Help on 1995 NISSAN 240SX Interior

How are you doing?

I own a 1995 NISSAN 240SX, and I would like some help (on-line tutorial or book that I can buy) in removing the interior panels on it (since most of the parts like the AC vents, etc are in very poor condition). Is there any place (other than e-Bay and a Junk-Yard) that sell these parts or custom made them?

Thanks for your help.


----------



## Nismo240 (Jul 24, 2004)

if you have a chilton book it should show you how to remove most of the panels. as for buying new parts, i think you might be able to go to nissan and get them to order the parts for you.


----------



## ABuSD (Jun 28, 2005)

If u arent in a hurry, i will be taking apart my 200sx (your 240, im in Australia) ill prolly be taking alot of pics, also customising most of mine ie: instead of the ac vents im want to make a din sized hole to fit a h/u with motorised screen, perfect place for a screen(that or 3 guage holes).
Gotta finish my current car 1st  so maybe about 2 months away!?!

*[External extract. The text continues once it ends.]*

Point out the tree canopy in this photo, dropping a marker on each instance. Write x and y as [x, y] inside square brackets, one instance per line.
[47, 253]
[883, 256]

If it turns out good, i wouldnt mind making more and selling them!

Although im RHD id say it would be pretty much the same(removing wise).


----------



## Bullet23 (Feb 26, 2004)

I'm having trouble removing some of the rear panels in my car. I have the Chilton manual but it doesn't show anything about the rear panels. Also anyone know what torque the seatbelts should be at. Thought I would find that out before i took them off to get the rear panels out.


----------